Of all suspects arrested on obstruction charges, African-Americans and Latinos had a relatively large percentage of suspects who were minors—23 percent of arrested blacks and 19 percent of arrested Latinos —as compared to white suspects, only ten percent of whom were under 18. 1 2

Overall, we found that deputies reported the use of force in approximately 31 percent of all obstruction arrests. The rate was higher, at about 50 percent, for arrestees charged with the more serious charges. Force was involved in the arrest of one quarter of those arrested with less serious charges. About 10 percent of the cases where deputies used force involved a suspect whose contemptuous but otherwise non-threatening behavior appeared to provide the primary reason for the initial escalation.
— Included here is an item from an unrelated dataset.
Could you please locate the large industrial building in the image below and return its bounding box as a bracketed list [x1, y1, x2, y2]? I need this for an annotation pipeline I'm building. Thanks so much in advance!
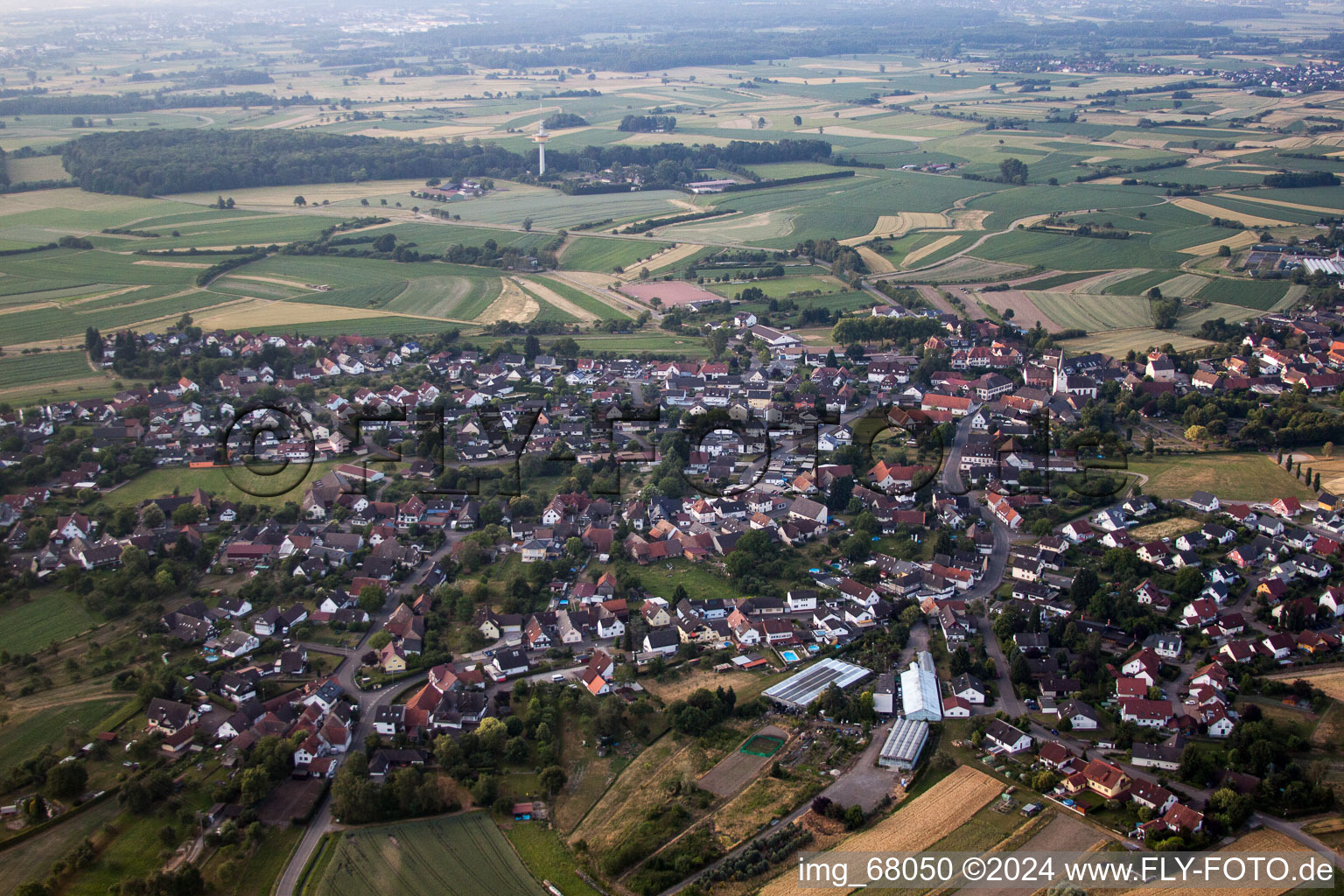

African-Americans and Latinos were more likely to have force used against them during an obstruction arrest than were whites, and men were more likely to have force used against them than women. Although we found examples of unnecessary or disproportionate force, we did not find a widespread pattern by LASD deputies to cover excessive force with questionable charges of resisting arrest. Nor did we find that LASD deputies regularly and systematically make arrests using force for verbal challenges and other expressions of anger or frustration by the detained individual, despite finding the approximately 10 percent in which it seemed to occur. In cases triggered by a verbal challenge by the suspect, the deputy appeared to escalate the encounter by prematurely taking action to physically place hands on or search the subject, or by issuing commands without explanation. To be sure, people should generally be courteous to the police and follow simple directions. Nonetheless, officers should work to balance their personal safety needs with courtesy and a respect for the suspect’s perception of the situation and make an effort to avoid or limit the use of force.